Enhancing the Accuracy of Trackpac's Location Resolution Engine using Outlier Detection
Accurate asset tracking is essential for businesses to monitor their valuable resources effectively. To improve the reliability of our location resolution system, we have implemented an outlier detection mechanism along with outlier removal.
We want to walk you through our process of detecting and removing outliers and how it enhances the accuracy of our location engine.
Understanding Outlier Detection
Outliers are data points that deviate significantly from a dataset's normal distribution or expected patterns.
Identifying outliers is crucial as they may indicate errors, anomalies, or unusual events in the tracked data. Outlier detection allows us to identify these exceptional data points and take appropriate actions to ensure data accuracy and reliability.
This becomes important on the Helium network as hotspot hosts control where their hotspots are asserted. Sometimes they are asserted incorrectly for non-malicious reasons, such as a recent transfer of ownership, with the location still needing to be updated. Other times it's a sign of gaming (faking results for better rewards).
To implement outlier detection, we utilise the concept of z-scores. A z-score measures the number of standard deviations a data point is away from the mean of a distribution. By calculating z-scores for latitude and longitude values obtained from each hotspot that hears our sensor, we can identify outliers based on their deviation from other hotspots in the area.
This means that if a hotspot reports the uplink 100km away from the rest, it's likely this hotspot needs to be updated and should not be used.
1. Extract The Latitude and Longitude of Hotspots: We begin by extracting hotspots' latitude and longitude values reported in an uplink.
2. Calculate Mean and Standard Deviation: We calculate both variables' mean and standard deviation using the extracted latitude and longitude data. These statistics serve as reference points for identifying outliers.
3. Calculate Z-Scores: With the mean and standard deviation values in hand, we compute the z-scores for each latitude and longitude value using the formula (x — mean) / std, where x represents the value, mean represents the mean of the distribution, and std represents the standard deviation.
4. Set a Threshold: We define a threshold to determine which data points are considered outliers. Any data point with a z-score higher than the threshold is considered an outlier.
5. Identify Outliers: By comparing the z-scores against the threshold, we identify the indices of the data points that fall into the outlier category.
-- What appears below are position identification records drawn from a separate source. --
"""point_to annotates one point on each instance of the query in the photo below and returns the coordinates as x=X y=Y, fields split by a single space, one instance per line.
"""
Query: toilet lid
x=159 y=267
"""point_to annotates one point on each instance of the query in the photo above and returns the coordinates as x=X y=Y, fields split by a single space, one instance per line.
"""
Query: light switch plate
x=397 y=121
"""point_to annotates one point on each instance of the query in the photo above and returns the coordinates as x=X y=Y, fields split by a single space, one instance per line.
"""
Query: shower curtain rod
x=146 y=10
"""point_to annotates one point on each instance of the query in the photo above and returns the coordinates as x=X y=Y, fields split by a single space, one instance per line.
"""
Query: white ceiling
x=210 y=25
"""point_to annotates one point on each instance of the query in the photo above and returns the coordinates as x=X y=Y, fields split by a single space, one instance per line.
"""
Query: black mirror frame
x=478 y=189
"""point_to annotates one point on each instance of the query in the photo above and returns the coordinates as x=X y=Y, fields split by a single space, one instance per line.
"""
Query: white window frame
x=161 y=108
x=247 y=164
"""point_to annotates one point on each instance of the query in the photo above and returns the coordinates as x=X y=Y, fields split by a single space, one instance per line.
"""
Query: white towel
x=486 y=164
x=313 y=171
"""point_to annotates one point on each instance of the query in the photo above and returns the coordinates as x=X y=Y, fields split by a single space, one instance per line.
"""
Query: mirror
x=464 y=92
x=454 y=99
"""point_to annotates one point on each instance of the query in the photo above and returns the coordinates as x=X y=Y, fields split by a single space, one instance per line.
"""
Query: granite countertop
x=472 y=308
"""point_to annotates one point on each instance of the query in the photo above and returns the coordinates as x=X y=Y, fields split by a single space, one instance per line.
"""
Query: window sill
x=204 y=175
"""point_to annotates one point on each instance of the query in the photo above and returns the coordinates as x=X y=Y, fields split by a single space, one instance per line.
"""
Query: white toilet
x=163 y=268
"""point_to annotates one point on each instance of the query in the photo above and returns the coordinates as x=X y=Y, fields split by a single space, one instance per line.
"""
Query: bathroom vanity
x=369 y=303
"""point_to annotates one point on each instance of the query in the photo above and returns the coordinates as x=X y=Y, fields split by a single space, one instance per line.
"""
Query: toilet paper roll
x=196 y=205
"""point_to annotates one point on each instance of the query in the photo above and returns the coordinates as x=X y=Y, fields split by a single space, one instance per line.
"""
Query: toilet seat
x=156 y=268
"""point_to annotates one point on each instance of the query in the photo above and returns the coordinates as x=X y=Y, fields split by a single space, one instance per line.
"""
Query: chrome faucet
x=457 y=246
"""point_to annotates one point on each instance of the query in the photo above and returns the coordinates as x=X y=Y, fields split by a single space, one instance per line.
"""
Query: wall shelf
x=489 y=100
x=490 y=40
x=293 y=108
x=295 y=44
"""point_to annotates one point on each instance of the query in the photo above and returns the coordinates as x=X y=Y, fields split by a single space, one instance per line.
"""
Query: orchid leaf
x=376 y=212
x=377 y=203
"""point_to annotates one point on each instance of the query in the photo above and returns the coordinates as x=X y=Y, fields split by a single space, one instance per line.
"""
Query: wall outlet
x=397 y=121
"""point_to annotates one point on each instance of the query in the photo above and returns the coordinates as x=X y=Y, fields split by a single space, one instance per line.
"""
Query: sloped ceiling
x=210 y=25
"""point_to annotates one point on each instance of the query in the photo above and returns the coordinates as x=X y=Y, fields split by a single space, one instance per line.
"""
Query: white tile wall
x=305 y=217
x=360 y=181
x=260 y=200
These indices indicate the specific data points that deviate significantly from the expected values.
6. Remove Outliers: Once the outlier indices are identified, we remove the corresponding data points from the dataset before resolving the location. This helps eliminate the influence of outlier values on the location estimation accuracy.
Implementing outlier detection and removal in the Trackpac location resolution engine has significantly enhanced the accuracy and reliability. By calculating z-scores, identifying outlier indices, and removing the outliers from the dataset, we can ensure that the location estimation is based on reliable and representative data points.
We will continue fine-tuning our outlier detection and removal mechanism, considering domain knowledge, specific use cases, and evolving data patterns. This ongoing refinement aims to provide our users with a robust and dependable asset-tracking solution that meets their diverse tracking needs.
We're also working on publishing a list of outlier hotspots. This list could help improve anti-gaming/poc reward systems on the Helium Network by automatically handling these invalid placements or disabling them when they cause issues. For now, Trackpac doesn't use the data from these hotspots once identified as an outlier.